1827 printing of 1826 copyrighted text. The author is credited as an M. D. A text for teaching elementary students to create a habit of thinking and understanding what is read based on the Pestallozzi school. It begins with sensible objects and uses oral explanations. Additional influences credited are Murray's Spelling Book and Neef's Method of Teaching. These progressive lessons begins with the alphabet and single syllables and gradually advance in vocabulary with increasingly complex texts for reading. The Schultz Archive's copy is roughly the complete text.
1892 printing of the 1892 copyrighted text. The author is credited as the editor of The School Journal and Teachers' Institute and as the author of School Management.

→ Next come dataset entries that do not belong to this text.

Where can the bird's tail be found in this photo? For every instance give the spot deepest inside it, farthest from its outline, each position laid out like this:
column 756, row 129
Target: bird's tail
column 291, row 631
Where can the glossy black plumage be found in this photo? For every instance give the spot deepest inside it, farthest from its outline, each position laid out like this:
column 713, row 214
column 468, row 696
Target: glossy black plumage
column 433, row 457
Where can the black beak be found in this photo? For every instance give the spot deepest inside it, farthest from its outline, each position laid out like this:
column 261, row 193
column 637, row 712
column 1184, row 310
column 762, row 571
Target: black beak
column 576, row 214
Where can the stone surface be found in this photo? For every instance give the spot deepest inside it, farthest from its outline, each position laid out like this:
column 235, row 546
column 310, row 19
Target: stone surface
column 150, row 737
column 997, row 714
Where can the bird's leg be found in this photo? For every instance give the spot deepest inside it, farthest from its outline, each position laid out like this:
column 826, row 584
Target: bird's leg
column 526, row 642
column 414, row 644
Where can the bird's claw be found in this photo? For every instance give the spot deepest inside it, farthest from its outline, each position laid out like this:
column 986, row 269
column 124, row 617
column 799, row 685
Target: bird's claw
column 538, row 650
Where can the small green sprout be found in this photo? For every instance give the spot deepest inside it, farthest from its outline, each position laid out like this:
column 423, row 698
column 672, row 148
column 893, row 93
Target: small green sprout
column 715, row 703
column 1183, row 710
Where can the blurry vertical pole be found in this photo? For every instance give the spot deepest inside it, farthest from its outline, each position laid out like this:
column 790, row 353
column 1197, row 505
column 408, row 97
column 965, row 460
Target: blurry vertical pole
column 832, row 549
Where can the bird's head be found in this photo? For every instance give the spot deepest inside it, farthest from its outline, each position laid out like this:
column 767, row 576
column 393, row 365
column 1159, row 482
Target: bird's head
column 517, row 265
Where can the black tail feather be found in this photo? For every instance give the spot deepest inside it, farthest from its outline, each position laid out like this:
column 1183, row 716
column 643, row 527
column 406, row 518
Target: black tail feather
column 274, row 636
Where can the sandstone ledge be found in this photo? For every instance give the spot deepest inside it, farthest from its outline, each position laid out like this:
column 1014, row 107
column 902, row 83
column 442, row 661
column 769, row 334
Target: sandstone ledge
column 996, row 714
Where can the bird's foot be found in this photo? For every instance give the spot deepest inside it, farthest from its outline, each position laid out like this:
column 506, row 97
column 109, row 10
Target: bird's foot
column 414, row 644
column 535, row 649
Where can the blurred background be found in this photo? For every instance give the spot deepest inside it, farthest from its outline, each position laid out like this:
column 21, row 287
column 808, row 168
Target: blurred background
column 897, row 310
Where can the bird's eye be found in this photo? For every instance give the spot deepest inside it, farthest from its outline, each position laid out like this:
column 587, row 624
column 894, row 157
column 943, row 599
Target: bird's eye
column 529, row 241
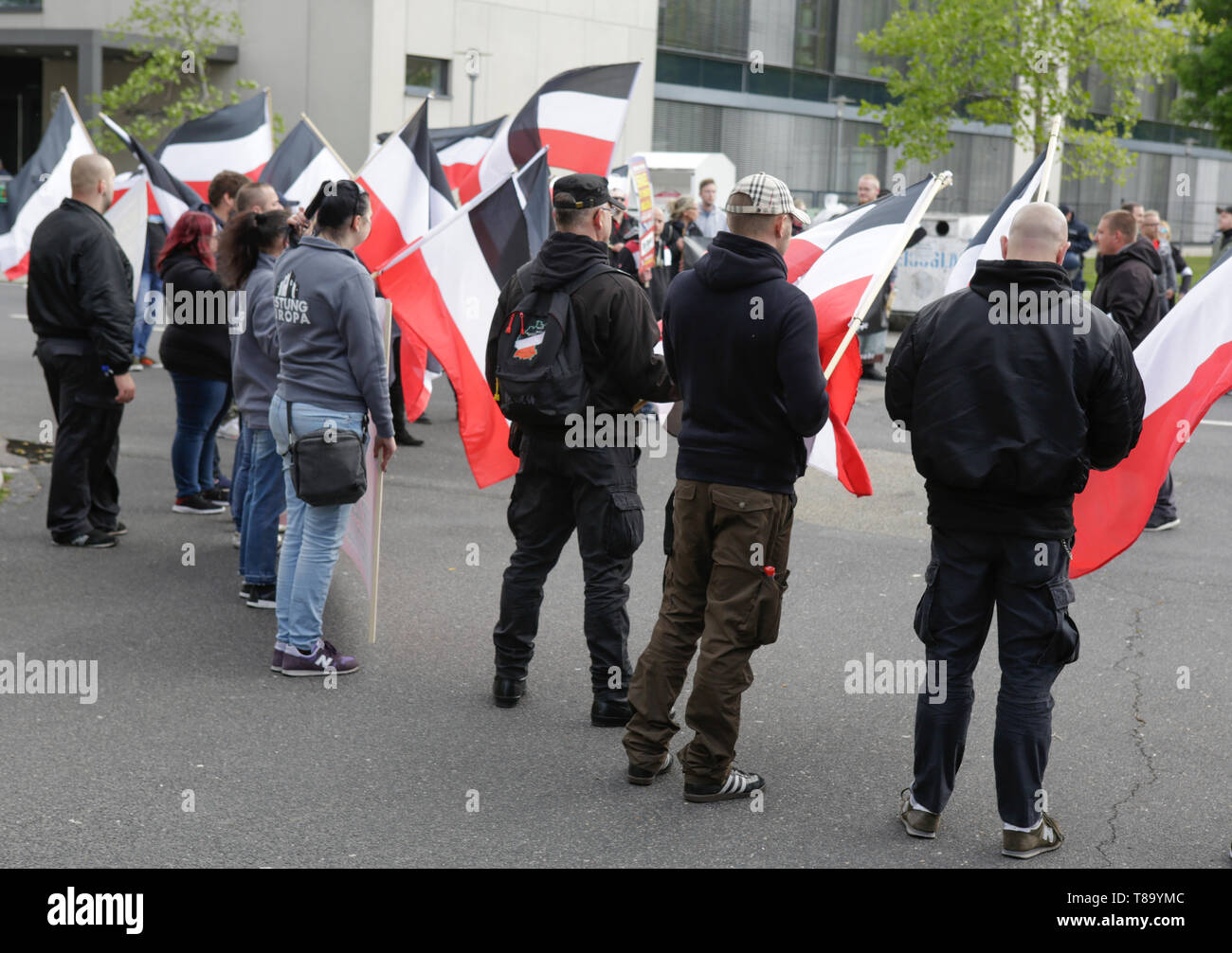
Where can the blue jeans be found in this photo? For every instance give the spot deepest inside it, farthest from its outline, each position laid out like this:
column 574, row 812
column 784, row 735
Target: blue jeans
column 200, row 406
column 263, row 505
column 151, row 280
column 315, row 533
column 241, row 472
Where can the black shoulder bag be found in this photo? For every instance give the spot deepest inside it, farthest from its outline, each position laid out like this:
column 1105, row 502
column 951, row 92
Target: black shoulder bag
column 327, row 465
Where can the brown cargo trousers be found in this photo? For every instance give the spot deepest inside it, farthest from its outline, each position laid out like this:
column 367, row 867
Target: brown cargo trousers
column 717, row 587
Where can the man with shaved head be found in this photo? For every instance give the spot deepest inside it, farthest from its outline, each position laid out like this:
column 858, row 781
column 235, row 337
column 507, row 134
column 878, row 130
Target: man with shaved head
column 81, row 305
column 1013, row 389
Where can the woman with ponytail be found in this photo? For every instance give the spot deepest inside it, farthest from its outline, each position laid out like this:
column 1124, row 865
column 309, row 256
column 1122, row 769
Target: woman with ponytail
column 332, row 372
column 250, row 245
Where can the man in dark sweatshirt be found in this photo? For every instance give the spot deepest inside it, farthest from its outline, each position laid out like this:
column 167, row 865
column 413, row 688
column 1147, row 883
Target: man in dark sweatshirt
column 740, row 344
column 565, row 484
column 1011, row 389
column 1126, row 288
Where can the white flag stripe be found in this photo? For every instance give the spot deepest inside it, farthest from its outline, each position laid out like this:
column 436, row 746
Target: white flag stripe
column 466, row 284
column 583, row 114
column 169, row 206
column 127, row 218
column 497, row 161
column 848, row 260
column 468, row 151
column 45, row 200
column 323, row 165
column 402, row 186
column 1187, row 336
column 202, row 161
column 824, row 455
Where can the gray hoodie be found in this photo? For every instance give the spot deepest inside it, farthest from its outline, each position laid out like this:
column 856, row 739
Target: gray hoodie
column 255, row 349
column 331, row 348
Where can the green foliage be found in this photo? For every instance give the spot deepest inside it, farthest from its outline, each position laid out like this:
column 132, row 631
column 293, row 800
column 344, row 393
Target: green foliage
column 1011, row 63
column 1204, row 70
column 171, row 82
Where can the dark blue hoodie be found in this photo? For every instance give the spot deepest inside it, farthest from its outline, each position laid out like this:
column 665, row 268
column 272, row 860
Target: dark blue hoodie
column 740, row 344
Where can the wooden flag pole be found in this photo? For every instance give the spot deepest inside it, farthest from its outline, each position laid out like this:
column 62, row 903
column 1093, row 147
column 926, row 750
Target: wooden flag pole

A brief teacher's manual that focuses on prompts and exercises for classroom instruction. Includes samples, explanations, structural guides, guiding questions, a list of subjects or themes, and suggestions for correcting compositions. The Schultz Archive's copy is roughly the complete text.
1891 printing of the 1884 copyrighted text. The author is credited as Teacher in the Children's Aid Society Schools in New York City. Influenced by Froebel's education by occupations, emphasizing experience and action in place of books and abstract thinking, in the spirit of the New Education. The chapters cover arithmetic, weights and measures, form and geography, color and form, language, busy work, miscellaneous, and slate work. The exercises in these subjects use ordered directions or operations and lists of questions. The Schultz Archive's copy is roughly the complete text.
This "New and Improved Edition" was published in 1894 and copyrighted in 1892. The author is credited as Professor of Language and Literature in the Brooklyn Polytechnic Institute and as the author of several other books. The text claims it is responding to teachers' need for work for pupils to do in illustration of what they have learned. The first section on invention covers sentence structure, forming paragraphs, analysis of subjects, and preparation of frameworks. The second section on qualities of style discusses perspicuity, imagery, energy, wit, pathos, and elegance. The third section on productions breaks up prose into oral (conversation, debates, sermons, etc.) and written (biographies, histories, fiction, letters, etc.). It also discusses poetry by focusing on mission, style, form, and kinds (satiric, epic, dramatic, etc.). Exercises include specific directions for altering or analyzing examples. Excerpts from the work of well known authors are used throughout. The Schultz Archive's copy is roughly the complete text.